BUFFALO -- The dark cloud that has hovered over this Maple Leafs season dissipated, if only for one bright, almost perfect night.
A win that coach Paul Maurice called "the most important of the season."
A win that captain Mats Sundin, with unusual emotion, called "huge ... enormous."
A win that emerging scorer Alex Steen called "a night of cliches. That's what it's grown into. Everybody did what they were supposed to do tonight."
For what it is, for what they are, this is all you can ask of the Maple Leafs.
They can give no more. They can probably not be any more complete. Not for one game. Not for a game against the first-place Buffalo Sabres, the potential Stanley Cup champion Buffalo Sabres.
A game the Leafs won from beginning to end, without question, without doubt.
They managed that last night with a pencil-thin lineup and a roster dotted with the unaccomplished and the unwanted.
They outplayed the Sabres: 60 minutes wasn't a television show, it was the recipe for a shocking victory.
They outplayed the Sabres with Travis Green and Wade Belak, Bates Battaglia and Ben Ondrus, Kris Newbury, Boyd Devereaux, Brendan Bell and John Pohl in their lineup.
The AHL all-star game was played a few weeks earlier than scheduled and the all-stars were good enough to beat the Sabres last night.
"We got great contributions from everyone," said coach Maurice, who looked as though he could exhale and enjoy the moment for one of the few times this season.
This was as good as his Leafs have been, as solid in every area of play from goal on out, as deep as they appeared without any kind of depth.
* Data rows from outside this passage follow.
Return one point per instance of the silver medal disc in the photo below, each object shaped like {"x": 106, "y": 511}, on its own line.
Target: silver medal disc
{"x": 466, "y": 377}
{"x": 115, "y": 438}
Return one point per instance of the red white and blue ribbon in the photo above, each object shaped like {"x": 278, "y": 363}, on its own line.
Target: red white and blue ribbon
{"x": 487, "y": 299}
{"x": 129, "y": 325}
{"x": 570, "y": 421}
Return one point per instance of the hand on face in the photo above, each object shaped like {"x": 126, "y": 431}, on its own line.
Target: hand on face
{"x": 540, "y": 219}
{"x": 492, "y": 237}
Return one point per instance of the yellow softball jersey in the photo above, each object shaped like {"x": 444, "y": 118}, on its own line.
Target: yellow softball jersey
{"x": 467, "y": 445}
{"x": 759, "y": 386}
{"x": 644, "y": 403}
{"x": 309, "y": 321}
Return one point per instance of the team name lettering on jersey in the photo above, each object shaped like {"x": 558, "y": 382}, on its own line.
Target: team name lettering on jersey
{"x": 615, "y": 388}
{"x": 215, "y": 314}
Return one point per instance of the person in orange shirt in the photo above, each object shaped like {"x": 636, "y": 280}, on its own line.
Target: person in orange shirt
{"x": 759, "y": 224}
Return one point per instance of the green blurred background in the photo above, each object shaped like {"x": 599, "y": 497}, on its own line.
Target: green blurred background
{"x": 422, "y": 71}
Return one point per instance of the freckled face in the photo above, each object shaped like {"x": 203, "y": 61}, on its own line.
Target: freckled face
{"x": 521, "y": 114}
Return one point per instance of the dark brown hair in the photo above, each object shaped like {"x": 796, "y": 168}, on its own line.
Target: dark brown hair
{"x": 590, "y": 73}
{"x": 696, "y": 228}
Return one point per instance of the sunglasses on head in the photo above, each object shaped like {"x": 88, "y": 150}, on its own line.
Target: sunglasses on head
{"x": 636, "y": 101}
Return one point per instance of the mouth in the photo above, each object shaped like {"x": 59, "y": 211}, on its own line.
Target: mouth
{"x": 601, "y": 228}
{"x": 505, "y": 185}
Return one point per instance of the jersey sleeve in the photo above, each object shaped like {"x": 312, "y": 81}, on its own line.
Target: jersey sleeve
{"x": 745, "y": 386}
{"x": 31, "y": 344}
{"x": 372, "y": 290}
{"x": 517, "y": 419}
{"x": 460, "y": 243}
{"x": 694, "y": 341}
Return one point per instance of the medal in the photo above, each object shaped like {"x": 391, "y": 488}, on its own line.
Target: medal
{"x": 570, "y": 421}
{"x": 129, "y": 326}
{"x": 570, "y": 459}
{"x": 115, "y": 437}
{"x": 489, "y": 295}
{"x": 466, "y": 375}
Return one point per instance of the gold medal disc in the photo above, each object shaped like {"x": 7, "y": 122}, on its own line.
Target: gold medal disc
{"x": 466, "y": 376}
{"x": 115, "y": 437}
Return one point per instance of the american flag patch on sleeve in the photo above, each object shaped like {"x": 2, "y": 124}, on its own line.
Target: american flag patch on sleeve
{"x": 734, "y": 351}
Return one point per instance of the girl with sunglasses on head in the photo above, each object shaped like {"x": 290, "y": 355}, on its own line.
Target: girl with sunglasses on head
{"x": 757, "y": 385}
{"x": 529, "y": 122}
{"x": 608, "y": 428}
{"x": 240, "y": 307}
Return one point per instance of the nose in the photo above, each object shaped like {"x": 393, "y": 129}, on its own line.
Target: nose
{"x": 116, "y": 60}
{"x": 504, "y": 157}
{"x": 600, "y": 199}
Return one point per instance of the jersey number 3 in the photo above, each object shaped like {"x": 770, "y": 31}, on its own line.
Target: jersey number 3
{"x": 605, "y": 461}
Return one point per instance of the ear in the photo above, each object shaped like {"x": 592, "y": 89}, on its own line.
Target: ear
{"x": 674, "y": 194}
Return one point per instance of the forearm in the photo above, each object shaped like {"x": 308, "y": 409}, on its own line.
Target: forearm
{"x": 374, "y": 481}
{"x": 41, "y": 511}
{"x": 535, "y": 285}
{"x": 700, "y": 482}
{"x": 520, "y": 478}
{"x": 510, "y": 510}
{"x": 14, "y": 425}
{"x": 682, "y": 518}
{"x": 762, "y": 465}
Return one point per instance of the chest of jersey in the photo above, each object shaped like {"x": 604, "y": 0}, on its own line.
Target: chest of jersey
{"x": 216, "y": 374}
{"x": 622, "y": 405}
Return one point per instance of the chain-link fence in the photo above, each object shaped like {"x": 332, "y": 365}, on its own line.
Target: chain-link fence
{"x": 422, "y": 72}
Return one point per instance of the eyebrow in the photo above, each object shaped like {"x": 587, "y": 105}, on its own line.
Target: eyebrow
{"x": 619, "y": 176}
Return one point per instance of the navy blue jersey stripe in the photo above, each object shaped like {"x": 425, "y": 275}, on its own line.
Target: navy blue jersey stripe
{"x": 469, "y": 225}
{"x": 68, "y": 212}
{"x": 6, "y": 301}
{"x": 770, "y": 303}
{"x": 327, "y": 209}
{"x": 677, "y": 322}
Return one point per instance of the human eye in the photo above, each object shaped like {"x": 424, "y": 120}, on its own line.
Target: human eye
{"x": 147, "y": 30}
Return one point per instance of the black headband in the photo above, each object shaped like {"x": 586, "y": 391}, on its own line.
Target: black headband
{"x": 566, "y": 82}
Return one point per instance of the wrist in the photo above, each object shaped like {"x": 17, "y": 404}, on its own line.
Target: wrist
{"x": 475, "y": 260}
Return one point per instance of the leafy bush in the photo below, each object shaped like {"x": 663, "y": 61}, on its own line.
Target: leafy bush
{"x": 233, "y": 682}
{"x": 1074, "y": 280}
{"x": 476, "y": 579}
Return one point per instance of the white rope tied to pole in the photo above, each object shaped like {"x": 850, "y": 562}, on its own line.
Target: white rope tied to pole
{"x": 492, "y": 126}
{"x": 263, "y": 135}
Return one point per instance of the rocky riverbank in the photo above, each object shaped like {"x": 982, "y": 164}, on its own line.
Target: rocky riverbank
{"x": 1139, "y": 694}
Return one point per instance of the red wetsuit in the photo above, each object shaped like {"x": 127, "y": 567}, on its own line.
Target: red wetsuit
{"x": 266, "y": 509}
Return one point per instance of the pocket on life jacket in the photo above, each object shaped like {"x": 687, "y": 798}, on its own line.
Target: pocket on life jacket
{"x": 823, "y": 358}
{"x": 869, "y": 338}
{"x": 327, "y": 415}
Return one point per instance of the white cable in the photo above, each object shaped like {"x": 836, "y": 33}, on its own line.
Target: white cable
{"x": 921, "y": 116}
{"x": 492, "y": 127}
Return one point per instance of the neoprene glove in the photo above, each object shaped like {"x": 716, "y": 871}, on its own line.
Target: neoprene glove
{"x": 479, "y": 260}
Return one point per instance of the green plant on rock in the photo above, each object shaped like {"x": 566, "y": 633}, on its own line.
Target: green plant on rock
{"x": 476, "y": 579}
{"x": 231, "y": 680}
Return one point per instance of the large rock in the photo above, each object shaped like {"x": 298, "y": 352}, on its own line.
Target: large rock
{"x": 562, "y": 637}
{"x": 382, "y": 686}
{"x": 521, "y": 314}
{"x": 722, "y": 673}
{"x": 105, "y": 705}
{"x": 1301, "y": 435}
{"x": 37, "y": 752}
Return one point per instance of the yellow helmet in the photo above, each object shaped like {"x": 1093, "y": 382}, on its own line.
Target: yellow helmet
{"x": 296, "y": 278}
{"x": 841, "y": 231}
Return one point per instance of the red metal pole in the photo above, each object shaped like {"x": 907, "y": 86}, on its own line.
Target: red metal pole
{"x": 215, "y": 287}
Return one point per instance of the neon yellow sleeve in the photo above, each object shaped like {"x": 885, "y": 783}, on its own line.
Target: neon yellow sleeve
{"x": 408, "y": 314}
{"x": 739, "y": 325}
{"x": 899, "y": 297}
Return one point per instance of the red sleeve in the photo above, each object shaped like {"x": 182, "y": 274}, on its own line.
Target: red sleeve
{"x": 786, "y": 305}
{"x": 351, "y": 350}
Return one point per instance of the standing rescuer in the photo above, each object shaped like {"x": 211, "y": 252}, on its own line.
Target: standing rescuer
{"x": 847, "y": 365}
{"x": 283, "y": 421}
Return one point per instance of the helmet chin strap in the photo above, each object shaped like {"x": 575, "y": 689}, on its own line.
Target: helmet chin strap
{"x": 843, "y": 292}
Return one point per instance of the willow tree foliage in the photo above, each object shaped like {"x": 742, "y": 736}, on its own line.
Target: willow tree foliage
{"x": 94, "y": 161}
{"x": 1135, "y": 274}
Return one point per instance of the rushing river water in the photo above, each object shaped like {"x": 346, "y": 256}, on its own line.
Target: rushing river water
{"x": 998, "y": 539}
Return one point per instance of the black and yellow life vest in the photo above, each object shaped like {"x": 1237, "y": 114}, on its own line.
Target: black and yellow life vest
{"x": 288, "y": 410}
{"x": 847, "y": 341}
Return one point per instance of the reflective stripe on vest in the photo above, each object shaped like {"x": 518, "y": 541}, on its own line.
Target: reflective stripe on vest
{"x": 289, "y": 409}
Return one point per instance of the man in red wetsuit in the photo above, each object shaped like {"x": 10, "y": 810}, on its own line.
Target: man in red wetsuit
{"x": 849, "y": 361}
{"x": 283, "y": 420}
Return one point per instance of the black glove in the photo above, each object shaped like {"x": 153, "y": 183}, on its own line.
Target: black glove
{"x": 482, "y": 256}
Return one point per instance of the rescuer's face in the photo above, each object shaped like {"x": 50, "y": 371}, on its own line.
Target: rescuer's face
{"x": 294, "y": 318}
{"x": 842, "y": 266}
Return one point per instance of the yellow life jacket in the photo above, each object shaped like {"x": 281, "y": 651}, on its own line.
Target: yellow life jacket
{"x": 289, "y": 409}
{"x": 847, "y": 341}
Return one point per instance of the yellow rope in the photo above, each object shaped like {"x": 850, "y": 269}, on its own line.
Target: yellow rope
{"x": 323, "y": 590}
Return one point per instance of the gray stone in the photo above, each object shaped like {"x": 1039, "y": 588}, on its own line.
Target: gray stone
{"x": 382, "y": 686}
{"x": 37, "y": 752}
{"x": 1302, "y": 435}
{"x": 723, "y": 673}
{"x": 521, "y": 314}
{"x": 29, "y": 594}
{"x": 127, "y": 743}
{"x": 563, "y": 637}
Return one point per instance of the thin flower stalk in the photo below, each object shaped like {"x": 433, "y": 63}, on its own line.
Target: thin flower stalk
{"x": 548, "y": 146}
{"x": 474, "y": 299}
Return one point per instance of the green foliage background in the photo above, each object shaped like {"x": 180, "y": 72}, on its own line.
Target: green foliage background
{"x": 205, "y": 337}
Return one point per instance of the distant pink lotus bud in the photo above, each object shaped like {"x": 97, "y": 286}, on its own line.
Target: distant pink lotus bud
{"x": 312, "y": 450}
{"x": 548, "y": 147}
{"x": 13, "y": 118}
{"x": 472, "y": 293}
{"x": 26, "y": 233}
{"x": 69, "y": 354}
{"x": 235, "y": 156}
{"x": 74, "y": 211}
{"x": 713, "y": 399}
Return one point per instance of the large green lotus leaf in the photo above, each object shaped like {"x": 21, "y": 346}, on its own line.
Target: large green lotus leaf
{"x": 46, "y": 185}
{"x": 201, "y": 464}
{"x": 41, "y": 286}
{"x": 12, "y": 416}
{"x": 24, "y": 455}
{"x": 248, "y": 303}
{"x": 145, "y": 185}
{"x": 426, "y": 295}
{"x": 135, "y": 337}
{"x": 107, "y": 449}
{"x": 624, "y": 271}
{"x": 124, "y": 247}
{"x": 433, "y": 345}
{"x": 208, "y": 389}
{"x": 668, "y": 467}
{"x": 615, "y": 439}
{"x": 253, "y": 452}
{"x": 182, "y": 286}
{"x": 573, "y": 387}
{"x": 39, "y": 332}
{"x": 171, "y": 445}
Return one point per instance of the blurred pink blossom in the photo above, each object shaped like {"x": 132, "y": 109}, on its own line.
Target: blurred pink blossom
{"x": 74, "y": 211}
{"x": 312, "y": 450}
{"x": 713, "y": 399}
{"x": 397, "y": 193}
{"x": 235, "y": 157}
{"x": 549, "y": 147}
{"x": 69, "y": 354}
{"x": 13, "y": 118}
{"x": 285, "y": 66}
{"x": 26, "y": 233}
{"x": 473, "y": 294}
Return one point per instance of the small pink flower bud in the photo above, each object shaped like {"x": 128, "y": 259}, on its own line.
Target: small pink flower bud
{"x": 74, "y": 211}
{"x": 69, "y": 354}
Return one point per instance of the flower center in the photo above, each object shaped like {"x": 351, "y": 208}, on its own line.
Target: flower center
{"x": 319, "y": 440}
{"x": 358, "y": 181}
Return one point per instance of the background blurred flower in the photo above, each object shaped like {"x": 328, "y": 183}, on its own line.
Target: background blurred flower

"It shows if you do the right things, we can give ourselves a chance to win," Maurice said.
This was only one night, only one win, but every victory will be magnified as the race for eighth place heats up. This may be only January, but the race has begun. This is six teams, all of them flawed, and probably one playoff spot to fight for. Momentum changes by the minute, the bounce, the period.
The Leafs were a rag doll in the morning, a fierce competitor at night.
"We're as baffled in this room (as the fans are)," said Sundin, when asked what to make of this team. "It's a challenge for us, this whole season is a challenge. We have to have the same effort every night. We have to prove we can do this. We're not there yet, but if we work like this every night, we can be there."
This may be the weakest and thinnest Leafs team in years, but there is something endearing about them. The more bleak the season appears, the less this team wants to get kicked around. This is team going nowhere that won't leave.
Last night, they were the guest that wouldn't leave.
And when they do that, they remain as one of the enduring charms about hockey. You don't always have to be better. You don't have to be bigger. There is always a place for hard work, for positional play, for decision-making, for winning battles.
This is a Leafs team that isn't going to win any beauty contests. They can't dance with the Sabres or the Stars. They can't skate with them, either.
Sundin must look around some nights and wonder what and who he is left to play with. But he has never been the complaining type and last night, when it mattered most, with the season tail-spinning out of control, he did what he doesn't ever get enough credit for. He led.
He won faceoffs, set up goals, battled for loose pucks, played more than 22 minutes, outplayed and outworked any of the Sabres all-stars.
"Your leader has to walk the walk," Maurice said. "We don't have specialists on this team. We can't rely on individuals. We have to work. He is the one guy who can say that, if not for me, that would be the death of us."
Last night, there was Maple Leafs life. For one bright, shining night.